FJ moldings use to be glued...
pretty sure they went back to no glue...


----------



## Stick486 (Jan 4, 2013)

Phil P said:


> but the stuff just cannot be used for anthing structural and
> 
> I've ended-up rejecting and returning batches of hardwood (oak, mainly) skirtings (baseboards) and architraves because as soon as you stain or even clear lacquer the stuff the joints stand out a mile.
> Regards
> ...


agreed on the structural applications...

FJ moldings are not intended for clear coats or stains... unless the mosaic is desired...
everything has it's place and time...


----------



## Stick486 (Jan 4, 2013)

most everybody here has made long grain butt joints that simply won't come a apart... 
extreme duress aside...
end grain butt joints don't fair nearly as well simply because of them being end grain... 
enter the finger joint to circumvent this... there has to be at least a dozen profiles to fit the need...
generally fine for thin(ner) (≤ ¾) and shouldered profiles for thicker materials (> ¾)...
click on images in this link.. https://duckduckgo.com/?q=finger+joint+router+bit+images&ia=images&iai=34

an old world structural scarf joint... one of the very few that can be used unsupported in structural applications...
but over time it will still sag...
this is one that a lot of folks will not attempt or even know about in the 1st place.. but w/o glue and mechanical backup it isn't all it can be...
saw my 1st one disassembling a timber frame barn eons ago...










another...










*scarf joints as most understand them to be...*










for you nay sayers...
build a few of these joints and then test them... properly glued FJ's rarely break *at* the joint...
now this thing about needing big machines and tons of HP... tell that to my 1617 and 1619 routers... I know better..

*points...* 
FJ or scarf, you still have face grain change at the joint....
commercial FJ's from the BB's come apart on their own. dropping or from a scant amount of wiggling... they lack glue.. 
case in point...
home desperate's offerings...


----------



## firstmuller (Aug 28, 2014)

Some very good info here.

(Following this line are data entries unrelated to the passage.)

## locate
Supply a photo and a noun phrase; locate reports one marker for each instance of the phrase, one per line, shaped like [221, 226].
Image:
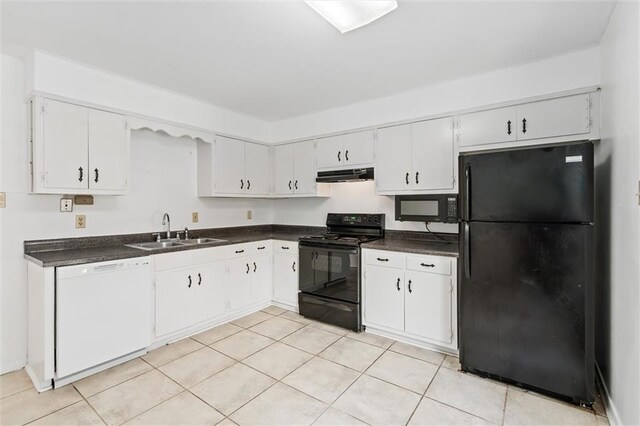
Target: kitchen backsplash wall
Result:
[351, 197]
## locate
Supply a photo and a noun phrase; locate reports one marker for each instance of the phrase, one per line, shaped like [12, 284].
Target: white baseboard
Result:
[609, 406]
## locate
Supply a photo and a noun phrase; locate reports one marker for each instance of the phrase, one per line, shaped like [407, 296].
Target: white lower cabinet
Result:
[285, 273]
[197, 286]
[415, 297]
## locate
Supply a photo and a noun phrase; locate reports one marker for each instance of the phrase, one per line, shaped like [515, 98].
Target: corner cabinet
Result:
[78, 150]
[416, 158]
[411, 297]
[233, 168]
[558, 119]
[294, 169]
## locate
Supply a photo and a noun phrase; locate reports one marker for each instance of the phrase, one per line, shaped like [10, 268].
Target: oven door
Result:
[330, 270]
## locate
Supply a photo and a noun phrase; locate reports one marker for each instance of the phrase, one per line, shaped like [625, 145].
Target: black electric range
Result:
[329, 273]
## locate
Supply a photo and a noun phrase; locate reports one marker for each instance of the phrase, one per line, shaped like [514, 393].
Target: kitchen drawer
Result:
[433, 264]
[289, 247]
[389, 259]
[260, 247]
[182, 259]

I need to remember this all somehow.
Thanks
Allen


----------



## DaninVan (Jan 1, 2012)

Allen; no need to remember it. Just don't lose the 'permalink'!
http://www.routerforums.com/router-...bit-joining-lengths-end-end-2.html#post423034


----------



## firstmuller (Aug 28, 2014)

DaninVan said:


> Allen; no need to remember it. Just don't lose the 'permalink'!
> http://www.routerforums.com/router-...bit-joining-lengths-end-end-2.html#post423034


Thanks for this info.
Allen


----------



## itdm5j21 (Feb 5, 2013)

Hi Dan,

- apologies for delay in responding. I had in mind that joining some short lengths(of mainly pine) off cuts, in a similar fashion to wooden style worktops I've seen, might be a desirable thing to do with an approprite cutter. Well, obviously, in hind sight, I wasn't really thinking; more getting carried away on possibilities of my new routing table and 1/2 inch router, I guess.

Regards
Ian


----------



## DaninVan (Jan 1, 2012)

Ah! If it is actually a counter-top...as long as the adjacent runs are staggered...you wouldn't need a fancy end joint. Whatever is easiest and least expensive, both in money and time, eh? 
As Phil suggested, glue strength is highly _underrated_.


----------



## itdm5j21 (Feb 5, 2013)

Phil P said:


> Hi Ian
> 
> As you are in the UK I'd tend to start with UK suppliers - it can be somewhat easier. As has already been stated end jointing isn't very strong, regardless of which glue you use, because you are joining end grain to end grain whereas what you should try to achieve with a glued joijnt is long grain to long grain. If you _sbsolutely_ can't do without
> Hello Phil,
> ...


----------



## itdm5j21 (Feb 5, 2013)

Bodger96 said:


> Hi Ian you can make good scarf joint jig for your router. It is really just a ramp for the router and some way of holding the stock. A scarf joint is the best way to get longer stock. You need the joint length to be 6 times the thickness of the stock. Example if the stock thickness is 19mm (3/4") then the scarf needs to be at least 114mm
> (4 1/2") long.
> 
> Regards Bob


Hi Bob,

Thanks I believe I'm learning quickly and will make use scarf joints in the future, so the ration info is well received.

Regards
Ian


----------



## DaninVan (Jan 1, 2012)

As we say on this side of the pond, Ian, 'You're golden!' 
Getting a lot of_enjoyment_ out of this pastime, is more important than actually making a Duncan Fife lookalike, eh?
I'm happy just being in the shop, cleaning up, sharpening stuff, or just thinking about my next undertaking. Beats cleaning the head!


----------